Henry Gibson, dopo l’evento scatenante la morte di Barbara Jean, apparente scombussolamento narrativo e climax del film, dirà chiaramente “This isn’t Dallas, this is Nashville” riportando tutto alla normalità. Un grido d’allarme supportato da totale indifferenza, dove il racconto si sfilaccia fino all’evento risolutore. Ma, come constata amaramente lo spettatore, non c’è la minima catarsi, in quanto i generi collassano su loro stessi. Nashville è allo stesso tempo musical, dramma, satira, mockumentary e disaster-movie, dove l’America non è più rappresentabile come totalità coerente. Tutto è superficie, show, performance, perfino la morte.
Naturalmente, tutto porta a vivere in prima persona l’orrore dell’uomo contemporaneo. Il vero orrore, qui, è dato dalla disgregazione dello stesso concetto d’identità (anche nazionale), da una coesione sociale irrappresentabile, se non tramite una strategia di saturazione, opacità, e perdita della centralità narrativa. In questo senso, da un certo punto di vista Nashville richiama da vicino anche le strutture combinatorie del più "cervellotico" tra gli autori della Nouvelle Vague: Jacques Rivette. Sia Altman che il regista francese sono coreografi del caos, in entrambi la sospensione diventa non semplice attesa, quanto piuttosto catarsi stessa e, soprattutto, entrambi frammentano il tessuto narrativo in molteplici linee d’azione, che si intersecano senza mai convergere. Un cinema combinatorio, in cui la macchina da presa mobile di Altman non riesce nemmeno a mettere a fuoco totalmente ciò che riprende, e dove l’overlapping, punto di forza dello stile del regista, non è solo un gesto tecnico, ma una poetica della disarticolazione a causa della quale la comunicazione fallisce totalmente, sancendo un’impossibilità di rappresentazione di un’umanità completamente smembrata.

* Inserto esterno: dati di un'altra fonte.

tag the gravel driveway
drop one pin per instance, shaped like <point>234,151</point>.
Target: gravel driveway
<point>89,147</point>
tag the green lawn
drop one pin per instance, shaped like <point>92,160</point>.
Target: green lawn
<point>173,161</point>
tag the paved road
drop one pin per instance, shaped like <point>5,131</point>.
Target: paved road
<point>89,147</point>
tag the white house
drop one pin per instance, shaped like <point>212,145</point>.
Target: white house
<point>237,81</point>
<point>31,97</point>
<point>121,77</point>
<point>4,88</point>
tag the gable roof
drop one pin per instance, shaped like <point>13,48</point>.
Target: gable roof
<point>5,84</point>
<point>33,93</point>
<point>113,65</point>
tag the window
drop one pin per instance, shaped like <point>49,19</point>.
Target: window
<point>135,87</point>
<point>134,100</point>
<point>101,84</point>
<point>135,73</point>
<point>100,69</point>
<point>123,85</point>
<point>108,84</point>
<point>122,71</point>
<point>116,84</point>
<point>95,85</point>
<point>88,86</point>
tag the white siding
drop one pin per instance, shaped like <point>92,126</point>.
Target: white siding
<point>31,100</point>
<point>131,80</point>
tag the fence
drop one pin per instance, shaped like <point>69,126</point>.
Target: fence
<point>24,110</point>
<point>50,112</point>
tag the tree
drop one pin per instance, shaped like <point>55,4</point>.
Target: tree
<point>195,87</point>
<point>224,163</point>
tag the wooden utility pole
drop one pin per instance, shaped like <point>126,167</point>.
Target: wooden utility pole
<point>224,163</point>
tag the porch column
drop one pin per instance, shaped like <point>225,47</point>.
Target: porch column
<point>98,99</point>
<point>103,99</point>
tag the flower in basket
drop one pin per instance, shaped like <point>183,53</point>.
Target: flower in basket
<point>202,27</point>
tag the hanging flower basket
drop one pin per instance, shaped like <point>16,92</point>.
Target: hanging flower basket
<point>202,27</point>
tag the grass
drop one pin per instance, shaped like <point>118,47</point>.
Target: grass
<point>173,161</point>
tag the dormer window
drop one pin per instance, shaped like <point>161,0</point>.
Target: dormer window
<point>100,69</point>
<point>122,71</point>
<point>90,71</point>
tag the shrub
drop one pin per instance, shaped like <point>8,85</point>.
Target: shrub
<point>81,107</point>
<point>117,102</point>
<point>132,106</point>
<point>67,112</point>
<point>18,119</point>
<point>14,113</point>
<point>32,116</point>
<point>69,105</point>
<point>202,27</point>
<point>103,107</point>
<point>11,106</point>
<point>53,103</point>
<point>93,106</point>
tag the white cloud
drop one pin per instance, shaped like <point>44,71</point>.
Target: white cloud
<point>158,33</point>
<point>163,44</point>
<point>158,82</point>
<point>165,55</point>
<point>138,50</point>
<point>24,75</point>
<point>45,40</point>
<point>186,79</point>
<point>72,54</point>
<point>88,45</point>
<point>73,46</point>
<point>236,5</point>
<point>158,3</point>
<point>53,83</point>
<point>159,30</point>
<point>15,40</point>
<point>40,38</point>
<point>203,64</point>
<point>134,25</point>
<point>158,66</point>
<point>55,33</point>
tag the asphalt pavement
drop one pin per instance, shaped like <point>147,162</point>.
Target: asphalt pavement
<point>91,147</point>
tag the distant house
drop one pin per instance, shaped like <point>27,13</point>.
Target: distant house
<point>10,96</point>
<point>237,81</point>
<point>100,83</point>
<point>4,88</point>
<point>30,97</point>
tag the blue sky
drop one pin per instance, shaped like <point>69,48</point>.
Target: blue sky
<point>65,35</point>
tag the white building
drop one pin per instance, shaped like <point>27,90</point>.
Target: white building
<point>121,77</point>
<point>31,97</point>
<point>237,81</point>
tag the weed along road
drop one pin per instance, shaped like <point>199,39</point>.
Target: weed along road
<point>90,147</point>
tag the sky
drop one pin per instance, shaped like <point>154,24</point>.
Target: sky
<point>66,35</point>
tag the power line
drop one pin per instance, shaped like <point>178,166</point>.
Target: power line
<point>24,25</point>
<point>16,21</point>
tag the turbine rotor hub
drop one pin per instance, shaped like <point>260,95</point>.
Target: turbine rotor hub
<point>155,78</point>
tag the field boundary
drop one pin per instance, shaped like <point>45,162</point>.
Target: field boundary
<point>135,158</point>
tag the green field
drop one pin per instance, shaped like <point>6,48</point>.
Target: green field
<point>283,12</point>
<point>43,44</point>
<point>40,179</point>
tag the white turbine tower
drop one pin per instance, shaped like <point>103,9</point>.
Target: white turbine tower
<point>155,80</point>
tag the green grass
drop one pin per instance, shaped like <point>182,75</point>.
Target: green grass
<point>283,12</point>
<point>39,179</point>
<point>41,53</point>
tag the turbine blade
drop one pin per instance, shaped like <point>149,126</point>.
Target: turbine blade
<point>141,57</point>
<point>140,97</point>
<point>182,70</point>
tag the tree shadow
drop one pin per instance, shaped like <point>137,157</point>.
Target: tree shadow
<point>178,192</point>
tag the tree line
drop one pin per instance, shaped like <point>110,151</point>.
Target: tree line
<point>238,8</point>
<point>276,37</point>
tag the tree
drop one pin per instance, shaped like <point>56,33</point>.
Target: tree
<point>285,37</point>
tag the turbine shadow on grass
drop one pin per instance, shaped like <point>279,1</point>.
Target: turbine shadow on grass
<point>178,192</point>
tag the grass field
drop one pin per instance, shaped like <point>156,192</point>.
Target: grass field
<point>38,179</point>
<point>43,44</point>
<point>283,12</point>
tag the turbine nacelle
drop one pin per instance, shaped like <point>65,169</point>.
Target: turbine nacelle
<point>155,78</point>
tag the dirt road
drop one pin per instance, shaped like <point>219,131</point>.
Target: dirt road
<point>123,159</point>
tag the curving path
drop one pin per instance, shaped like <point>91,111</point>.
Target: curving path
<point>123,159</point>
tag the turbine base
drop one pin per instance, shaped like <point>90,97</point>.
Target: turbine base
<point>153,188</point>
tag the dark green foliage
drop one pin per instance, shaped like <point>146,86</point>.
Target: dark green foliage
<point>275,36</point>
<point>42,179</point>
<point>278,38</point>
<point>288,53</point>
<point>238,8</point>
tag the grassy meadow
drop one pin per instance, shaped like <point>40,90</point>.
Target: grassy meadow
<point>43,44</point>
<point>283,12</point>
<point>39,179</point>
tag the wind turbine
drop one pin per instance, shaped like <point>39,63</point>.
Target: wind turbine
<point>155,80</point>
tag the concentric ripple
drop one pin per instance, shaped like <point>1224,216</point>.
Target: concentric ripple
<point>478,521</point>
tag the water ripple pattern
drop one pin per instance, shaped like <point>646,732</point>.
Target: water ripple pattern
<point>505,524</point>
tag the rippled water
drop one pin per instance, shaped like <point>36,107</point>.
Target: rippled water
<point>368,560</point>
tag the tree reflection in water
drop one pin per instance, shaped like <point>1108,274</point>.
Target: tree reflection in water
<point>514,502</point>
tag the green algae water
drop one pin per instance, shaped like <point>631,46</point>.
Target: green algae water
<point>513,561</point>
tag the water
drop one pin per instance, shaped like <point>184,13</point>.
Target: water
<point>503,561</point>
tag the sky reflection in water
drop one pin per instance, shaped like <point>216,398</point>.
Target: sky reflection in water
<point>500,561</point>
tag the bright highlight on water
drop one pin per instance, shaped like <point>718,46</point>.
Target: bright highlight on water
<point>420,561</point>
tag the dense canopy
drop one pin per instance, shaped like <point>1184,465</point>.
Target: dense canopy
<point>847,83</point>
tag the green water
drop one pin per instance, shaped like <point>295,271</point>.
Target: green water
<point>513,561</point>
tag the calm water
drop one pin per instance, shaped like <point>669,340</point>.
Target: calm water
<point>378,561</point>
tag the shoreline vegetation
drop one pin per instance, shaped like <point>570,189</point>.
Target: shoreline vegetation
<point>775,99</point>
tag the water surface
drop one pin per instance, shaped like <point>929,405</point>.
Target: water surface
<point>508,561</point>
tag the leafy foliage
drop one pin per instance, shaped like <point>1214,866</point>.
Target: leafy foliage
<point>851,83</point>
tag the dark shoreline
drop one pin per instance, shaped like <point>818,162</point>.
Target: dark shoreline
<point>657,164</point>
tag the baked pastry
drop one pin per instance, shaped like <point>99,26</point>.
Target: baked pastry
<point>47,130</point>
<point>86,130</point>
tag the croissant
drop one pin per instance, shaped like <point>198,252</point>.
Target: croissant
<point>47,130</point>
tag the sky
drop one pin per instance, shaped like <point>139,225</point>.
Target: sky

La macchina-cinema, in Nashville, non mira più alla verità, ma al mistero del reale nella sua irriducibile ambiguità, e soprattutto diserta l’ambizione politica, che si ritrova più smaccatamente in altri film del cineasta americano. C’è, piuttosto, l’eclissi dell’utopia politica. Hal Philip Walker, il misterioso candidato alla presidenza, qualunquista e demagogo, resta, non a caso, una semplice voce fuori campo, un vero e proprio fantasma che ci racconta, fondamentalmente, la dissoluzione totale del potere e sancisce, piuttosto, una politica del “vuoto”, in cui non esistono più soggetti capaci di agire, ma solo corpi in movimento incastrati in una “ronde” rivettiana dove l’obiettivo di raccontare l’America non solo non è raggiunto, ma è piuttosto disfatto e disatteso.
Nashville è, in conclusione, un affresco corale in cui il vero mostro è l’uomo moderno, frammentato e immerso in un sistema che ha svuotato ogni atto del suo significato. È, di fatto, una materializzazione del realismo capitalista di Mark Fisher, che mostra come l’orrore (insieme alla politica, alla musica e all’identità) venga immediatamente assorbito dal dispositivo spettacolare. Nell’iconico e disturbante finale, non è la morte a far paura, ma la sua irrilevanza.